What makes these movements global is one basic theme that frames protests across the Middle East, Asia, Europe, and the United States. This theme contributes to a sense of urgency, an affirmation of righteousness, and a feeling of togetherness across societies. Protesters feel they are not alone, but part of a larger community that shares their concerns, their frustrations, and their moral claims. Despite the local odds, they feel they cannot lose because “history is one their side.” The whole world of forward-looking people is watching.
The “Representative Gap”
What is the theme that offers this global connection? We might call it the “representative gap.” In each and every society experiencing major protests today there are political leaders in power who have strong claims to legitimacy based on established procedures of selection: tradition, elite consensus, party promotion, and popular election. All of the figures under public attack can claim that their authority is “normal,” “constitutional,” and “recognized” internationally. Citizens are not confronting usurpers, but entrenched political powers.

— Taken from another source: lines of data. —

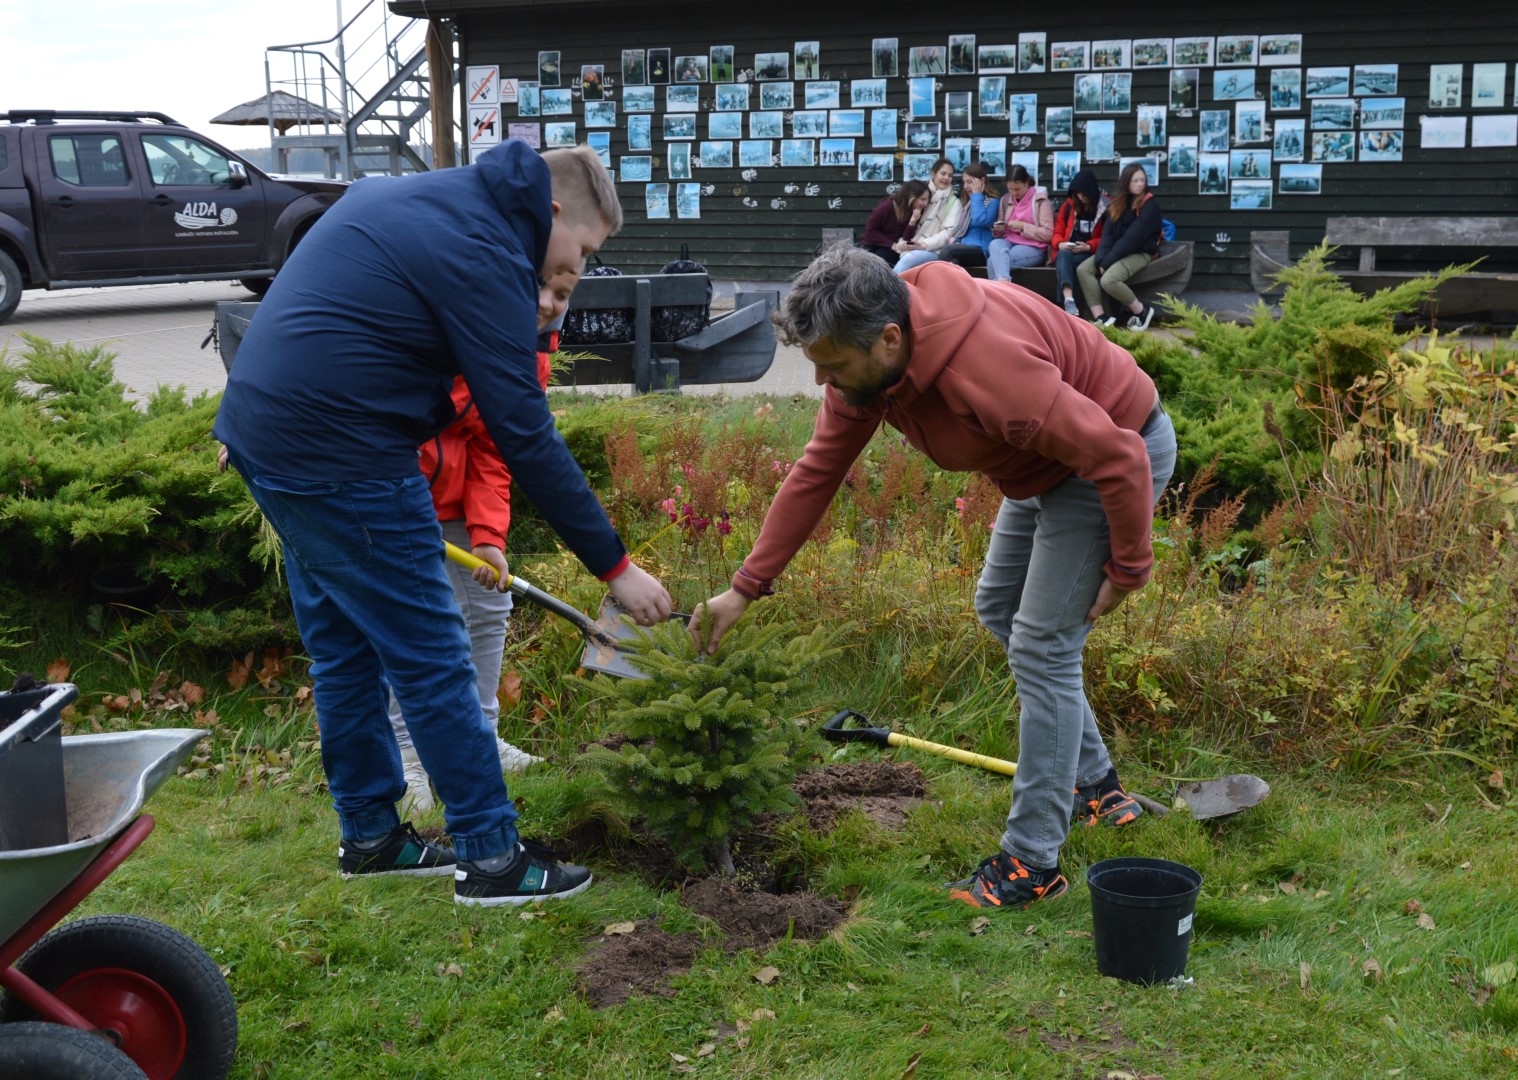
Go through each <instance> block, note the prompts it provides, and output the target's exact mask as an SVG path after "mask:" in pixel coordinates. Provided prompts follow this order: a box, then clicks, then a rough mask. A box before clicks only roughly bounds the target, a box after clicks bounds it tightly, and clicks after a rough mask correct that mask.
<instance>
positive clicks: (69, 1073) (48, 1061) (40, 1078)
mask: <svg viewBox="0 0 1518 1080" xmlns="http://www.w3.org/2000/svg"><path fill="white" fill-rule="evenodd" d="M0 1077H18V1078H20V1077H26V1080H147V1077H146V1074H144V1072H143V1071H141V1069H140V1068H137V1065H135V1063H134V1062H132V1059H131V1057H128V1056H126V1054H123V1053H121V1051H120V1050H117V1048H115V1047H112V1045H111V1042H109V1041H108V1039H105V1037H103V1036H99V1034H91V1033H90V1031H80V1030H77V1028H73V1027H64V1025H62V1024H5V1025H3V1027H0Z"/></svg>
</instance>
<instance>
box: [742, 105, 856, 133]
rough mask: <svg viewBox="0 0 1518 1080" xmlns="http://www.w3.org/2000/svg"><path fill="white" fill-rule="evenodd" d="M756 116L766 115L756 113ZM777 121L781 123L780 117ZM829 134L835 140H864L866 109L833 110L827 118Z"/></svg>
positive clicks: (827, 126)
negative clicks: (780, 120)
mask: <svg viewBox="0 0 1518 1080" xmlns="http://www.w3.org/2000/svg"><path fill="white" fill-rule="evenodd" d="M754 115H756V117H759V115H765V114H761V112H754ZM768 115H776V114H768ZM776 120H777V122H779V117H776ZM827 134H829V135H832V137H833V138H864V109H833V111H832V112H830V114H829V117H827Z"/></svg>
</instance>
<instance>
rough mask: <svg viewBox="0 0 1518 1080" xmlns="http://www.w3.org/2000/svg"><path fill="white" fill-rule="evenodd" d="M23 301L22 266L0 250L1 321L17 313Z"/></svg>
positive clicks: (10, 257) (14, 260) (0, 311)
mask: <svg viewBox="0 0 1518 1080" xmlns="http://www.w3.org/2000/svg"><path fill="white" fill-rule="evenodd" d="M20 302H21V267H18V266H17V264H15V260H14V258H11V257H9V255H6V254H5V252H3V251H0V322H5V321H6V319H9V317H11V316H12V314H15V308H17V305H18V304H20Z"/></svg>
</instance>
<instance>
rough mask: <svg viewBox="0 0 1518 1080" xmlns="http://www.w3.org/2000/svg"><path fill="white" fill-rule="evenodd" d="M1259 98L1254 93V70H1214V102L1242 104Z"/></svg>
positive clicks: (1213, 74) (1213, 76)
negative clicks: (1234, 102)
mask: <svg viewBox="0 0 1518 1080" xmlns="http://www.w3.org/2000/svg"><path fill="white" fill-rule="evenodd" d="M1251 97H1258V94H1255V93H1254V68H1249V70H1248V71H1236V70H1213V100H1214V102H1242V100H1249V99H1251Z"/></svg>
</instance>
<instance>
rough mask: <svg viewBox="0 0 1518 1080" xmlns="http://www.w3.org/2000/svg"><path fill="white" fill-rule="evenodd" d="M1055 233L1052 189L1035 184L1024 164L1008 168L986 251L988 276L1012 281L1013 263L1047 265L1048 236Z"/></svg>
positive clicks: (1040, 265) (1047, 251)
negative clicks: (986, 254) (989, 245)
mask: <svg viewBox="0 0 1518 1080" xmlns="http://www.w3.org/2000/svg"><path fill="white" fill-rule="evenodd" d="M1052 235H1053V208H1052V207H1050V205H1049V193H1047V191H1044V190H1043V188H1041V187H1037V185H1034V178H1032V176H1029V173H1028V170H1026V169H1025V167H1023V166H1013V167H1011V169H1009V170H1008V172H1006V194H1003V196H1002V205H1000V207H999V208H997V217H996V223H994V225H993V226H991V237H993V240H991V249H990V252H988V255H987V276H988V278H991V281H1011V279H1013V267H1017V266H1044V264H1046V263H1047V261H1049V238H1050V237H1052Z"/></svg>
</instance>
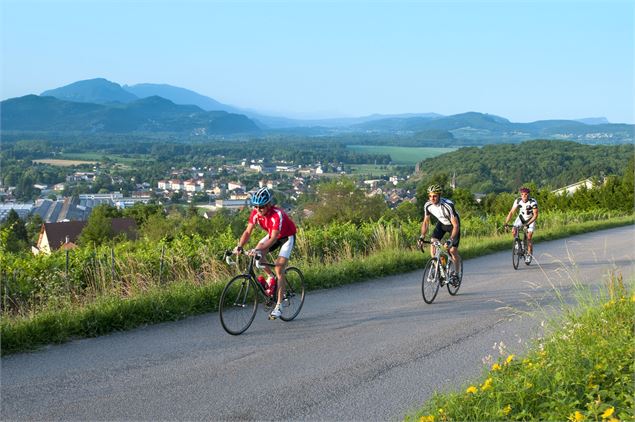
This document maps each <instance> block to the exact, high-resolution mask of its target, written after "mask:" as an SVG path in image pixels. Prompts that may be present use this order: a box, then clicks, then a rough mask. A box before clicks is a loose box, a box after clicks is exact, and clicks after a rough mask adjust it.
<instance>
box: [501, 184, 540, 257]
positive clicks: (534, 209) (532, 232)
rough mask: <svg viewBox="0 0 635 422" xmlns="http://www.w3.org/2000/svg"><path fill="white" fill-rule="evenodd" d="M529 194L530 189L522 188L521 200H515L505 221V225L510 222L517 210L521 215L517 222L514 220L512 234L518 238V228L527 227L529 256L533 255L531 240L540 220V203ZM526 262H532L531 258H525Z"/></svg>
mask: <svg viewBox="0 0 635 422" xmlns="http://www.w3.org/2000/svg"><path fill="white" fill-rule="evenodd" d="M529 193H530V192H529V188H526V187H522V188H520V198H516V199H515V200H514V204H513V205H512V209H511V210H509V214H507V218H506V219H505V224H507V223H508V222H509V220H510V219H511V218H512V216H513V215H514V213H515V212H516V210H518V211H519V213H518V216H517V217H516V220H514V225H513V226H514V227H513V229H512V233H513V235H514V237H516V232H517V231H518V228H519V227H521V226H523V225H525V226H527V252H529V255H533V252H534V245H533V242H532V241H531V238H532V237H533V235H534V228H535V226H536V219H537V218H538V202H537V201H536V200H535V199H534V198H532V197H530V196H529ZM525 262H531V257H530V256H527V257H525Z"/></svg>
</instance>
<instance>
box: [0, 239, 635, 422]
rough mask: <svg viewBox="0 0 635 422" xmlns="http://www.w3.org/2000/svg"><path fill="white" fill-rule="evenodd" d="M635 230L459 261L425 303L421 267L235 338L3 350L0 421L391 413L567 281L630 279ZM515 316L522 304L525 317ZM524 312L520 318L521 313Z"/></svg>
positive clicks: (414, 395)
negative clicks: (16, 354)
mask: <svg viewBox="0 0 635 422" xmlns="http://www.w3.org/2000/svg"><path fill="white" fill-rule="evenodd" d="M634 246H635V230H634V227H633V226H631V227H628V228H619V229H613V230H606V231H602V232H596V233H591V234H587V235H581V236H576V237H572V238H570V239H568V240H558V241H552V242H543V243H539V244H538V245H537V246H536V255H537V261H538V262H539V265H536V264H532V265H531V266H529V267H525V266H524V265H522V264H521V268H520V269H519V270H518V271H514V270H513V268H512V266H511V259H510V253H508V252H501V253H496V254H492V255H489V256H485V257H481V258H477V259H472V260H469V261H466V262H465V277H464V285H463V286H462V287H461V291H460V292H459V295H458V296H456V297H451V296H450V295H449V294H448V293H447V290H443V291H440V293H439V296H438V297H437V299H436V301H435V303H434V304H433V305H426V304H425V303H424V302H423V300H422V299H421V290H420V277H421V271H416V272H412V273H407V274H402V275H399V276H392V277H385V278H380V279H376V280H370V281H367V282H364V283H358V284H354V285H350V286H345V287H341V288H337V289H331V290H325V291H315V292H310V293H309V294H308V295H307V299H306V303H305V307H304V309H303V310H302V313H301V314H300V315H299V317H298V319H297V320H296V321H293V322H291V323H284V322H282V321H267V320H266V316H265V314H264V313H263V312H261V311H259V315H258V316H257V317H256V321H254V324H253V325H252V327H251V328H250V329H249V330H248V331H247V332H246V333H245V334H243V335H242V336H238V337H234V336H230V335H227V334H225V332H224V331H223V330H222V328H221V327H220V323H219V322H218V315H217V314H216V313H214V314H208V315H203V316H199V317H193V318H188V319H186V320H184V321H178V322H174V323H165V324H159V325H155V326H151V327H146V328H141V329H137V330H133V331H130V332H123V333H115V334H112V335H108V336H103V337H100V338H95V339H86V340H79V341H74V342H71V343H67V344H63V345H58V346H51V347H48V348H46V349H44V350H41V351H39V352H36V353H27V354H19V355H13V356H8V357H5V358H2V361H1V362H2V372H1V376H2V380H1V381H2V387H1V388H2V389H1V392H2V398H1V400H2V401H1V404H2V410H1V414H0V416H1V419H2V420H64V421H70V420H82V421H84V420H236V419H238V420H255V419H257V420H272V419H275V420H338V421H340V420H365V421H368V420H399V419H402V418H403V416H404V414H405V413H407V412H408V411H409V410H411V409H413V408H415V407H417V406H419V405H420V404H421V403H422V402H423V401H424V400H425V399H426V398H428V397H430V395H431V394H432V392H433V391H434V390H435V389H445V388H451V387H456V386H460V385H462V383H464V382H467V381H468V380H469V379H470V378H473V377H476V376H478V375H479V374H480V373H481V368H482V360H483V358H484V357H486V356H488V355H493V356H498V350H496V349H495V348H494V345H495V344H500V342H501V341H503V342H504V343H505V344H506V345H507V346H508V348H509V349H508V350H509V351H510V352H519V351H522V350H523V348H524V347H526V344H528V343H527V341H528V339H529V338H530V337H531V336H535V335H538V334H540V324H539V323H540V321H541V320H543V319H544V318H545V316H544V312H549V308H548V307H547V308H544V310H540V309H539V308H537V307H536V305H532V304H530V303H529V302H532V301H534V300H538V301H540V302H541V303H542V304H543V305H545V304H548V303H549V302H553V301H552V300H551V299H552V298H553V297H554V292H555V291H556V289H557V290H558V291H560V292H563V293H564V294H565V296H566V295H568V294H569V293H570V290H571V285H572V281H573V280H576V281H578V282H582V283H589V282H597V281H598V280H601V279H602V278H605V275H606V273H607V271H608V269H609V268H613V267H619V268H621V270H622V271H623V273H624V274H625V275H628V276H630V277H632V275H633V270H634V264H633V251H634V250H635V248H634ZM525 312H529V313H528V314H527V313H525ZM520 314H523V316H522V317H519V316H518V315H520Z"/></svg>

That is precisely the point. The diverse men and women who have taken to the streets in different societies comprise groups of educated, articulate, energetic, and mostly young citizens who feel locked out of power. Established political processes in nearly every major society are organized around interest groups that are corporate, backward-looking, and middle aged. They think in terms of factories, budgets, and public order. They are generally baby-boomers who came of age after the Second World War and are fearful that their present earnings and security are jeopardized.
The protesters come from large social groups (pluralities but not majorities) that have little voice in political systems affirming the present over the future. They are professionalized, forward-looking, and often entering what should be their highest earning years. The protesters think in terms of innovation, investments, and the free flow of ideas among as many people as possible. They are the real advocates of markets: markets driven by creativity, connection, and individual control. Their model is the web-like social networking of Facebook and Twitter, not the linear television and telephone lines favored (and manipulated) by their leaders.
The “representative gap” between the traditional political interests in modern societies and a new cohort of professional citizens is the common source of conflict across the globe. The “representative gap” reflects the demographic, educational, and economic trends that cross cultural and national boundaries. Until a new set of pragmatic and courageous leaders emerges in multiple societies to bridge this gap we can expect more protests, more polarization, and probably more violence. The protests mark a global turning point when the politics of the street require a new politics in the besieged palaces of power. Stubborn entrenched leaders in Tripoli, Beijing, and Madison, Wisconsin will only turn conflict to disaster.